Cryptographic protocols are useful for engineering trust in transactions. There are several languages for describing these protocols, but these tend to capture the communications from the perspective of an individual role. In contrast, traditional protocol descriptions as found in a state of nature tend to employ a whole-protocol description, resulting in an impedance mismatch.
In this talk we present two results to address this gap between human descriptions and deployable specifications. The first is an end-point projection technique that consumes an explicit whole-protocol description and generates specifications that capture the behavior of each participant role. In practice, however, many whole-protocol descriptions contain idiomatic forms of implicit specification.

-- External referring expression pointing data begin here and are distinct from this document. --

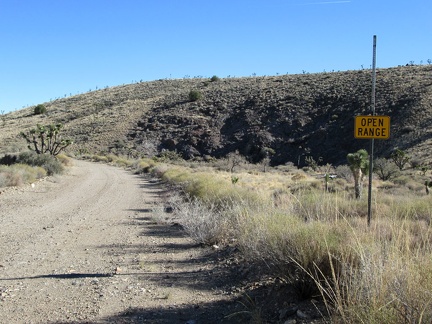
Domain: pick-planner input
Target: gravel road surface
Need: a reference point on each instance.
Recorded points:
(84, 248)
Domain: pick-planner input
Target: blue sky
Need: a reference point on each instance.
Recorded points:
(54, 48)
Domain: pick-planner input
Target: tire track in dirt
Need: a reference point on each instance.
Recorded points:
(84, 248)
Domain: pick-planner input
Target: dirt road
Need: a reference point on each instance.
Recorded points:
(84, 248)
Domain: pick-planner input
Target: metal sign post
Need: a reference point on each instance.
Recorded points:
(372, 140)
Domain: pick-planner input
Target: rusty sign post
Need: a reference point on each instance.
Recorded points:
(372, 127)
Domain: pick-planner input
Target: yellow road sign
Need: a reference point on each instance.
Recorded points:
(368, 127)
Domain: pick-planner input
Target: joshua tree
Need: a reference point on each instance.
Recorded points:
(359, 165)
(400, 158)
(46, 139)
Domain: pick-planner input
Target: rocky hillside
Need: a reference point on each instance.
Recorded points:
(294, 115)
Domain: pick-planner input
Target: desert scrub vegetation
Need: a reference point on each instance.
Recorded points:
(27, 167)
(19, 174)
(320, 239)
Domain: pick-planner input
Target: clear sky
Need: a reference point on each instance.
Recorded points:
(53, 48)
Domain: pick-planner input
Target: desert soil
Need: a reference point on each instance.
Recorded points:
(84, 248)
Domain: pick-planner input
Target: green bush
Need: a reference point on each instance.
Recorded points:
(195, 95)
(46, 161)
(40, 109)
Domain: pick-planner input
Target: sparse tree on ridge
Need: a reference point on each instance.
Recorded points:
(46, 139)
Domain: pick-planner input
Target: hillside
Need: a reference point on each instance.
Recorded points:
(295, 115)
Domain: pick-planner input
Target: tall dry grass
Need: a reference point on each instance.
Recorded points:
(376, 274)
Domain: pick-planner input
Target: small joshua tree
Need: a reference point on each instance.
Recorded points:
(359, 165)
(400, 158)
(195, 95)
(46, 139)
(40, 109)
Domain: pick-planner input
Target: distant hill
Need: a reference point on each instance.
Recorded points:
(294, 115)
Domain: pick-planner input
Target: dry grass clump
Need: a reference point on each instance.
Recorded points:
(377, 274)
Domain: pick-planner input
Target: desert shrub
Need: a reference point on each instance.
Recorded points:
(64, 160)
(168, 156)
(195, 95)
(8, 159)
(143, 166)
(205, 223)
(46, 161)
(40, 109)
(344, 172)
(19, 174)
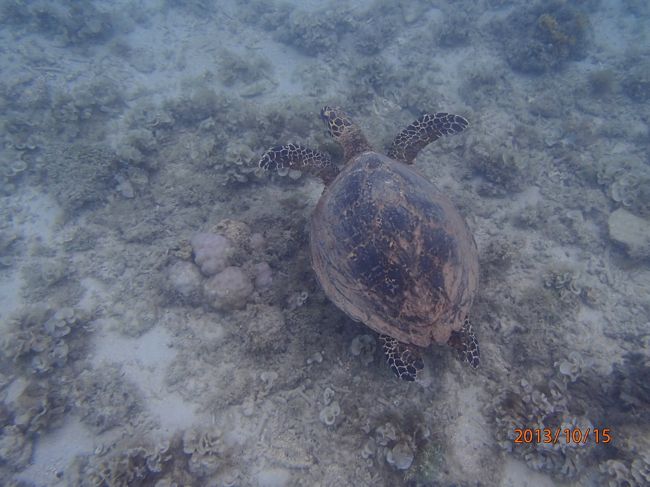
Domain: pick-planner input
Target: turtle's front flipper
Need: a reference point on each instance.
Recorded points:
(294, 156)
(403, 359)
(410, 141)
(466, 343)
(345, 132)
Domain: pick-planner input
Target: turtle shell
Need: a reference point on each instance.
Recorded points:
(392, 251)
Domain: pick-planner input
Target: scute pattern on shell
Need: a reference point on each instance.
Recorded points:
(393, 252)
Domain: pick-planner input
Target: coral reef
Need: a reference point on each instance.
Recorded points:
(543, 37)
(190, 458)
(67, 21)
(315, 32)
(42, 340)
(502, 168)
(94, 167)
(229, 289)
(211, 252)
(105, 399)
(264, 329)
(185, 279)
(363, 346)
(526, 406)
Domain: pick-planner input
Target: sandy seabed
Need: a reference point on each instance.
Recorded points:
(130, 129)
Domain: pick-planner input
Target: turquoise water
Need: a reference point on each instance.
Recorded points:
(161, 322)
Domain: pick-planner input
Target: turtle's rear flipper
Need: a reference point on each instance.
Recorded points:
(294, 156)
(403, 359)
(466, 343)
(410, 141)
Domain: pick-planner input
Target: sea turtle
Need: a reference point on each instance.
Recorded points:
(387, 246)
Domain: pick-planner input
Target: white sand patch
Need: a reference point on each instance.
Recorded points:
(144, 361)
(517, 474)
(32, 216)
(54, 452)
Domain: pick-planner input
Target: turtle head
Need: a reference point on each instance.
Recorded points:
(344, 131)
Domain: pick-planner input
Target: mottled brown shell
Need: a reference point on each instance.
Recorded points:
(393, 252)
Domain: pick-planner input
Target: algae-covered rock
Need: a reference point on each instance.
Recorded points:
(631, 231)
(229, 289)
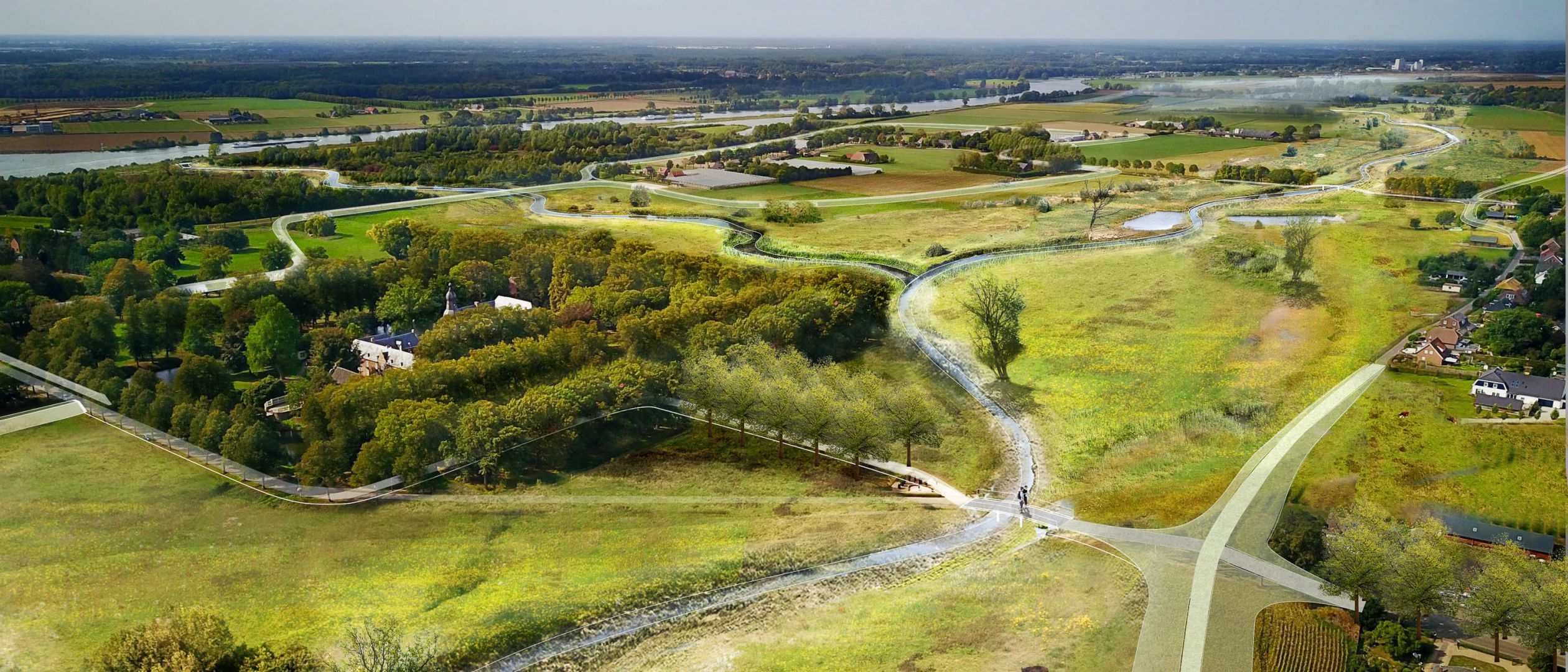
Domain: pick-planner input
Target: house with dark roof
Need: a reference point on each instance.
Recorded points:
(383, 352)
(1434, 353)
(1479, 533)
(1255, 134)
(1458, 323)
(1517, 392)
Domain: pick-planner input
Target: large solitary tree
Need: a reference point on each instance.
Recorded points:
(1424, 572)
(1299, 237)
(1098, 196)
(1498, 594)
(993, 309)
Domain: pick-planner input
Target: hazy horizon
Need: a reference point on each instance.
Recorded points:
(1514, 21)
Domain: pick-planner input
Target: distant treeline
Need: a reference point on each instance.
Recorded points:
(492, 154)
(730, 73)
(1439, 187)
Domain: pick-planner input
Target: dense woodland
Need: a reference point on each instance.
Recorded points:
(409, 70)
(614, 320)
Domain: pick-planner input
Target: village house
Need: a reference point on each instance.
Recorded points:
(1503, 303)
(499, 301)
(383, 352)
(1479, 533)
(1548, 259)
(1255, 134)
(1514, 290)
(1458, 323)
(1517, 392)
(1448, 337)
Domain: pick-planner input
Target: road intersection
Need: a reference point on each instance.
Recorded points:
(1230, 536)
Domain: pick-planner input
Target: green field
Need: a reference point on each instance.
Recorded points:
(905, 161)
(1487, 470)
(151, 126)
(1162, 146)
(1151, 380)
(119, 530)
(902, 232)
(353, 238)
(1001, 609)
(1512, 118)
(282, 116)
(240, 262)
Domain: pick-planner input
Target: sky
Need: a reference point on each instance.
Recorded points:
(910, 19)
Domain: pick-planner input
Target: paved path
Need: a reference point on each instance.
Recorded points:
(1211, 550)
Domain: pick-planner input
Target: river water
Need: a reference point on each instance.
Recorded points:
(41, 164)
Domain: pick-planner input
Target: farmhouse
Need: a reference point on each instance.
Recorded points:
(711, 179)
(1514, 290)
(1445, 336)
(1479, 533)
(1498, 304)
(499, 301)
(1517, 392)
(1548, 261)
(1458, 323)
(383, 352)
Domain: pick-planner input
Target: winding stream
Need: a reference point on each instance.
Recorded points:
(1017, 436)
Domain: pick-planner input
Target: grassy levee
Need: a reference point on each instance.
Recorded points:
(103, 531)
(1151, 375)
(1007, 605)
(1496, 472)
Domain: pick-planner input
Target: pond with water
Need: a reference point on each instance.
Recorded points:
(1282, 220)
(1162, 220)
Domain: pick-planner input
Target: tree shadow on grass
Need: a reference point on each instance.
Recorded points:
(1012, 397)
(1302, 294)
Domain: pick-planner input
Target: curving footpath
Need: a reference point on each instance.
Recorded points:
(1214, 547)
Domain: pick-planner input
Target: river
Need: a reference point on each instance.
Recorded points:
(43, 164)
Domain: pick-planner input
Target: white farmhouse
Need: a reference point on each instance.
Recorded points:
(1517, 392)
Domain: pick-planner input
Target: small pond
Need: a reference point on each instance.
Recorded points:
(1162, 220)
(1280, 220)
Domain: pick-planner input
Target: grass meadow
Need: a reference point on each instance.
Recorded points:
(104, 531)
(1490, 470)
(1512, 118)
(902, 232)
(1165, 146)
(1151, 380)
(1015, 604)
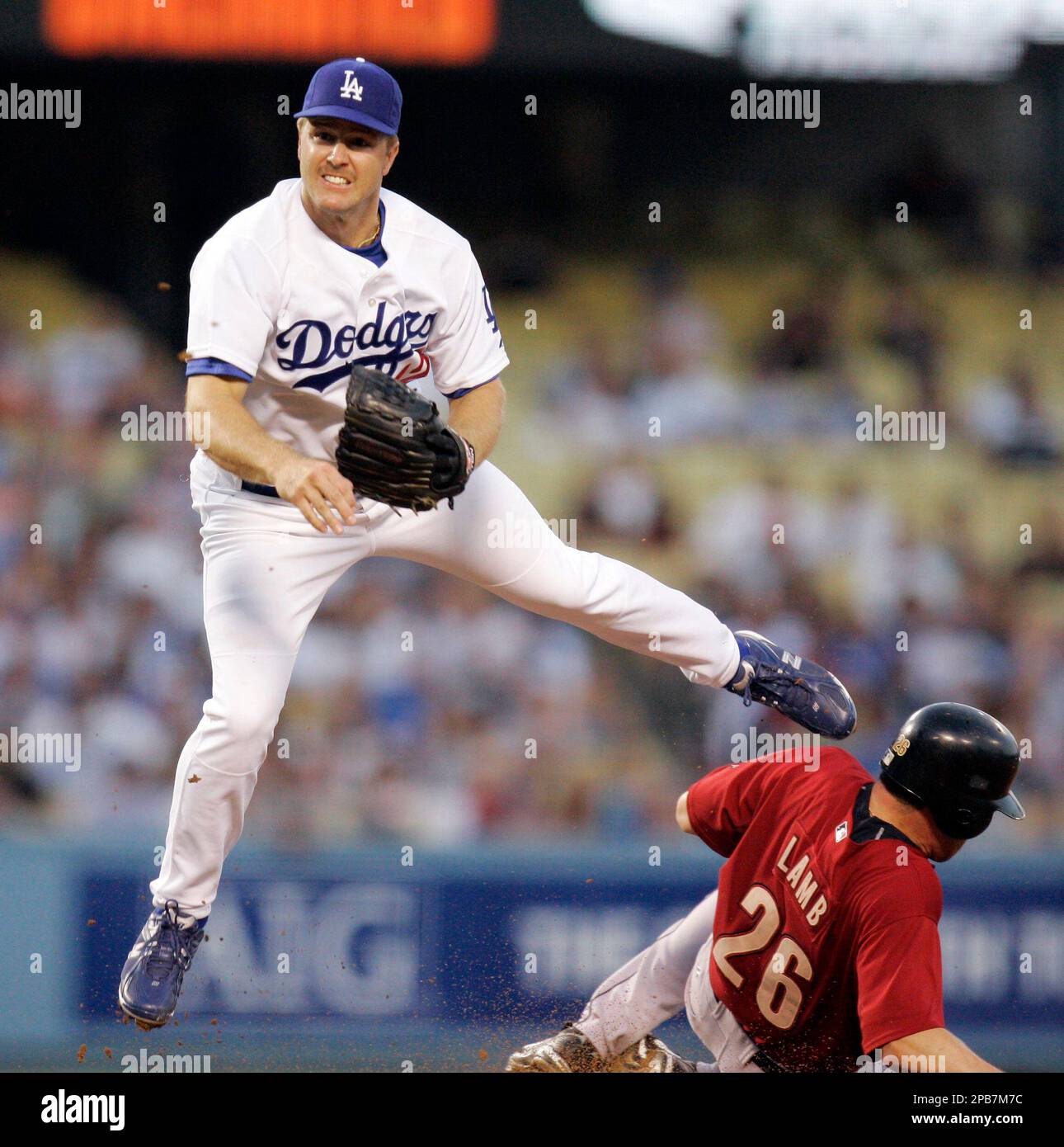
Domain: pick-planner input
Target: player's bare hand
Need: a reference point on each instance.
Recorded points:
(319, 491)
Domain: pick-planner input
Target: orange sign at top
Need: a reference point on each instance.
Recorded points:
(403, 31)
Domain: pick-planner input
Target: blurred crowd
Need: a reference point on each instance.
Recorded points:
(422, 708)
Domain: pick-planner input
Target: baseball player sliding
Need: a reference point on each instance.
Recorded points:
(820, 946)
(308, 314)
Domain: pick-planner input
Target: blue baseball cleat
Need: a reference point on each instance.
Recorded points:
(152, 977)
(799, 688)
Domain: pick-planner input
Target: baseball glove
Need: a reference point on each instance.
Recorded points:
(394, 447)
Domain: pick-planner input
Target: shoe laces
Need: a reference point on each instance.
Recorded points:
(169, 946)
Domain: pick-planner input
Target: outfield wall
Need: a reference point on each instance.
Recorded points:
(414, 944)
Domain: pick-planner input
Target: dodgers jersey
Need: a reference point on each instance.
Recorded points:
(279, 304)
(826, 936)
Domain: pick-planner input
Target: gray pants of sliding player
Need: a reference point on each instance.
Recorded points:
(671, 974)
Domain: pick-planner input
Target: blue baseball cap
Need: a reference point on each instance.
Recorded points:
(358, 91)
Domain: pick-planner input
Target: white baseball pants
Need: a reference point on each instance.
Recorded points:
(671, 974)
(265, 574)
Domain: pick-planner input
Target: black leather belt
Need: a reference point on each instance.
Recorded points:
(255, 488)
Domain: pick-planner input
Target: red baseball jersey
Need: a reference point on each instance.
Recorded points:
(826, 936)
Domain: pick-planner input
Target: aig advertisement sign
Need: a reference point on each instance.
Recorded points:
(461, 947)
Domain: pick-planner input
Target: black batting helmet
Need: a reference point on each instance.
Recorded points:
(958, 762)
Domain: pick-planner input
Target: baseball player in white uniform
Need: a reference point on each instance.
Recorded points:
(327, 272)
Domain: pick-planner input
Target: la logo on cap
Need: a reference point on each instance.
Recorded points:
(351, 90)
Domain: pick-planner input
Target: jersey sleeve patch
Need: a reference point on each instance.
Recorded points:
(214, 366)
(469, 346)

We therefore present our second result, a transformation that identifies and eliminates these implicit patterns, thereby preparing protocols for end-point projection.
Concretely, our tools consume protocols written in our whole-protocol language, WPPL, and generate role descriptions in the cryptographic protocol programming language, CPPL. We have formalized and established properties of the transformations using the Coq proof assistant. We have validated our transformations by applying them successfully to almost all the protocols in the SPORE repository. This talk will be based off a paper co-authored that has been accepted at ESORICS, a joint work with Shriram Krisnamurthi.
Jay McCarthy http://jay.teammccarthy.org/ is completing his PhD at Brown University under Shriram Krisnamurthi, and will be a professor of Computer Science next year at Brigham Young University.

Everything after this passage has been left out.